Lorsque les 7‘000 paysans ukrainiens ayant travaillé dans les kolkhozes sous le régime communiste (fermes collectives), furent congédiés, l’état attribuait à chacun d’entre eux en moyenne 4 hectares de terre à cultiver, trop peu pour survivre. Raison pour laquelle ceux-ci préféraient affermer leurs terres à des investisseurs, indigènes et étrangers, pour un prix dérisoire, 150 USD par année en moyenne.
Ainsi l’oligarque ukrainien Andrij Verevskyi a pu s’emparer à vil prix de 570‘000 hectares de terres agricoles avec son conglomérat « Kernel Holding SA ». Oleg Bachmatyuk contrôle 500‘000 hectares à travers sa firme « UkrLandFarming » et le capital risqueur américain « NCH Capital », un des premiers parmi les investisseurs occidentaux à avoir profité de la chute de l’Union soviétique, selon son site web, actif en Europe de l’est et la Russie (agribusiness, private equity, real estate, public securities) contrôle 400‘000 hectares, Yuriy Kosiuk avec sa société « Myronivsky Hliboproduct » arrive à 370‘000 hectares, Rinat Akhmetov à 220‘000 hectares, « Continental Farmers Group » à 195‘000 hectares. Des caisses de pension néerlandaises et suédoises participent autant que des exploitants moyens de Bavière et de Saxe comme Dietrich Treis, qui chez lui occupe à peine 60 hectares, mais contrôle 4‘500 hectares ukrainiennes au prix de 60 euros par hectare et par année ou Alexander Wolters, tous utilisant des domiciliations fiscales avantageuses comme le Luxembourg, Chypre ou la Suisse. (2)
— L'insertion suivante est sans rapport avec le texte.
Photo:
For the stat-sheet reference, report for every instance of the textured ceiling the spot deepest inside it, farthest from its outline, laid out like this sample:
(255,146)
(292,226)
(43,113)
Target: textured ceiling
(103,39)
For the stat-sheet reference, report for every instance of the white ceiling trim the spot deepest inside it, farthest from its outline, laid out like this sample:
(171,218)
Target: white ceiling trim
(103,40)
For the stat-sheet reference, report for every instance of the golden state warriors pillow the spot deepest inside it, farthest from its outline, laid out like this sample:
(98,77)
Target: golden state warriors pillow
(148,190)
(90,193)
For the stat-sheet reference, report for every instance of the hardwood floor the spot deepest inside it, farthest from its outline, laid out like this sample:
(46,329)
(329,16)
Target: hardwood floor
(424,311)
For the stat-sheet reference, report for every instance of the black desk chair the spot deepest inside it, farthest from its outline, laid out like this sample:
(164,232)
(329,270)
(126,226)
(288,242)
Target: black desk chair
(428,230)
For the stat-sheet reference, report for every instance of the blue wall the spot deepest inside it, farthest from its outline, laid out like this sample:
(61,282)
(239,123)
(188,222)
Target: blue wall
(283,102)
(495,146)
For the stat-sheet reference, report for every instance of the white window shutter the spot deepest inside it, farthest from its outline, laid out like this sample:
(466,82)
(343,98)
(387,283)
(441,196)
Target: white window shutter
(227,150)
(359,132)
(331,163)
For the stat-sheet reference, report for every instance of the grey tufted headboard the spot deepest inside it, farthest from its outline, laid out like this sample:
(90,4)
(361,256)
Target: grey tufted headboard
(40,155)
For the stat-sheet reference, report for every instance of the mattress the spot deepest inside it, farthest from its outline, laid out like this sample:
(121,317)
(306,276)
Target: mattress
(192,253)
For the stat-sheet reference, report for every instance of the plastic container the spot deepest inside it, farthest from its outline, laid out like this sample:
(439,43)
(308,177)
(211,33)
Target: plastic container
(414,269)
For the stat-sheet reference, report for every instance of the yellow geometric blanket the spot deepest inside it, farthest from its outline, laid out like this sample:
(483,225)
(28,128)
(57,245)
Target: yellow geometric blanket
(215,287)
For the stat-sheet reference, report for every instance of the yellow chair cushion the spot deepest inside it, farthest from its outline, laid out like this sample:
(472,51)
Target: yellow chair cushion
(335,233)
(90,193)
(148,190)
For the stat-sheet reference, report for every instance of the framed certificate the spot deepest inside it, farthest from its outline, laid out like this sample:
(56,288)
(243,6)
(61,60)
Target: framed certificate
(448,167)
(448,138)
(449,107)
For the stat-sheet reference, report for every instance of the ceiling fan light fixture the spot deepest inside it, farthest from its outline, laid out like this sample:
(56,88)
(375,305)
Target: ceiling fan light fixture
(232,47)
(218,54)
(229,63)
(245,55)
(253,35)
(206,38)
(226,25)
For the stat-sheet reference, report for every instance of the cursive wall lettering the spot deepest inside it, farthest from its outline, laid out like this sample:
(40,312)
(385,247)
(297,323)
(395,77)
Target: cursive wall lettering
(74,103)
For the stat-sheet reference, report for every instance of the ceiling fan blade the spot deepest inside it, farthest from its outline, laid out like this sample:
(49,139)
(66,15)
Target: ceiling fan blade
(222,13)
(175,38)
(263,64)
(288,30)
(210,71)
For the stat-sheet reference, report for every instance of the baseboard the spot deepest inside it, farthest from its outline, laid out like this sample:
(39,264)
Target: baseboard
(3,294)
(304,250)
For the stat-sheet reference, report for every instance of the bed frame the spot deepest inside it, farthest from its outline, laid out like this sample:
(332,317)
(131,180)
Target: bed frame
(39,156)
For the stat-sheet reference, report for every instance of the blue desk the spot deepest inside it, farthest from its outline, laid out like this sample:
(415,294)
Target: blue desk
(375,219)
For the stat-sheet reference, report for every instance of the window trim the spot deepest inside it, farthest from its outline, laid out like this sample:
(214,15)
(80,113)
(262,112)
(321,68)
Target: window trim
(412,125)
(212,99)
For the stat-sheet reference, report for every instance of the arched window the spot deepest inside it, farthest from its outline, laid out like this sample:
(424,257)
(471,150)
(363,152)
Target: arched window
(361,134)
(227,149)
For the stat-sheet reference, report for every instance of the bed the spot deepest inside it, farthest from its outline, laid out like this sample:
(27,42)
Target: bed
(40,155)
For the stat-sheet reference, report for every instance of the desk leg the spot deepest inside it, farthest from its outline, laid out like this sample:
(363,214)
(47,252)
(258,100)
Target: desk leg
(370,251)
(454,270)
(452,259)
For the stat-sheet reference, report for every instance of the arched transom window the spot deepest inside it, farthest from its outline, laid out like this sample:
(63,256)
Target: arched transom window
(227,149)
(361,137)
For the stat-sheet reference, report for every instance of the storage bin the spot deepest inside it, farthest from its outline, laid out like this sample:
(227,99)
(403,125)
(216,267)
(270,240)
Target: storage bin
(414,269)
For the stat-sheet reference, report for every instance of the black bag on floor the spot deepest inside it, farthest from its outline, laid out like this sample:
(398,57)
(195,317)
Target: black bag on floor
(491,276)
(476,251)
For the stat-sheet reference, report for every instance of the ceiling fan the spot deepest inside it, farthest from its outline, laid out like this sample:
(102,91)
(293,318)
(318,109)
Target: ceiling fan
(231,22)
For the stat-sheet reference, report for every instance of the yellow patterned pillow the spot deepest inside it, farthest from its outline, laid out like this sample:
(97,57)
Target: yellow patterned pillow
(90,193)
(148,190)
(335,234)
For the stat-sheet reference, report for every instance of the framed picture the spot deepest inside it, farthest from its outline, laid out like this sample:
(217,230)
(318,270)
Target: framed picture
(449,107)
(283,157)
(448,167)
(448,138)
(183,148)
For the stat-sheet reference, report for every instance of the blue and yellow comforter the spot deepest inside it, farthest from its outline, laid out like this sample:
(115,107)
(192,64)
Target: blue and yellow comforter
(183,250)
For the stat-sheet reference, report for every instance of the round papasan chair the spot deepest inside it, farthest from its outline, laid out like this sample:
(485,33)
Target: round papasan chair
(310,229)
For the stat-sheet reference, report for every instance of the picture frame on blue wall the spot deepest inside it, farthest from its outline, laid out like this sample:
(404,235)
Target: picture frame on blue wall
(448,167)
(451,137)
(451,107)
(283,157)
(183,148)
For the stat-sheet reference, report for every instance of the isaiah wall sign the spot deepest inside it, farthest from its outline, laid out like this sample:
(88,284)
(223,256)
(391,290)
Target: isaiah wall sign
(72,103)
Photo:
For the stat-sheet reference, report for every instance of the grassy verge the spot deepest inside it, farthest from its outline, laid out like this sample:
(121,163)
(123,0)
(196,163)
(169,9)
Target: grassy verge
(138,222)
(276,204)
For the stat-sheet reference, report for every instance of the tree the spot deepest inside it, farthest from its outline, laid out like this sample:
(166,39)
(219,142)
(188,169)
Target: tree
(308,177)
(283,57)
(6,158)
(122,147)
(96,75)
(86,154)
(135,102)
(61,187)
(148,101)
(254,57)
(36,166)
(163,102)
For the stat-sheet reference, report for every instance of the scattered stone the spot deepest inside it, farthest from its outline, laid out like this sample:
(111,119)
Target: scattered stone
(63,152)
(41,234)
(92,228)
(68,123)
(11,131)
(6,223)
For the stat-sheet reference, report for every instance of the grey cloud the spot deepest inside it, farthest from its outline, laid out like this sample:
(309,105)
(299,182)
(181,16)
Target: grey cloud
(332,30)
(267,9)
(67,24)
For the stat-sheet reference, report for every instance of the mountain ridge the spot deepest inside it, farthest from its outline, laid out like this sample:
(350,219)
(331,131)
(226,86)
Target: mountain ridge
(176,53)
Ayant eu vent, tout récemment, du degré de corruption dans son pays, le président Volodymyr Zelensky fait, à nouveau, le ménage dans son entourage. Ainsi, il vient de se séparer de sa Procureure générale Iryna Venediktova, en fonction depuis mars 2020, ainsi que du Chef du Service de sécurité d’Ukraine SBU, Ivan Bakanov, un ami d’enfance, en fonction depuis 2019. 650 responsables locaux sont en outre mis sous enquête, « soupçonnés de collaboration avec la Russie ».
Affaire à suivre
- En science économique « thérapie de choc » est le nom donné à une
réforme économique rapide, sans transition, en libéralisant prix,
salaires, commerce extérieur, en supprimant toute régulation étatique,
ainsi qu’une privatisation accélérée des entreprises du service public,
recette préconisée par l’économiste américain Jeffrey Sachs de
l’université de Columbia New York à la défunte Union des républiques
socialistes soviétiques sur invitation des gouvernements
post-communistes de Mikhail Gorbatchev et Boris Eltsine, ainsi qu’aux
gouvernements polonais et boliviens. Depuis quelque temps Jeffrey Sachs
met de l’eau dans son vin, ce qui est tout à son honneur.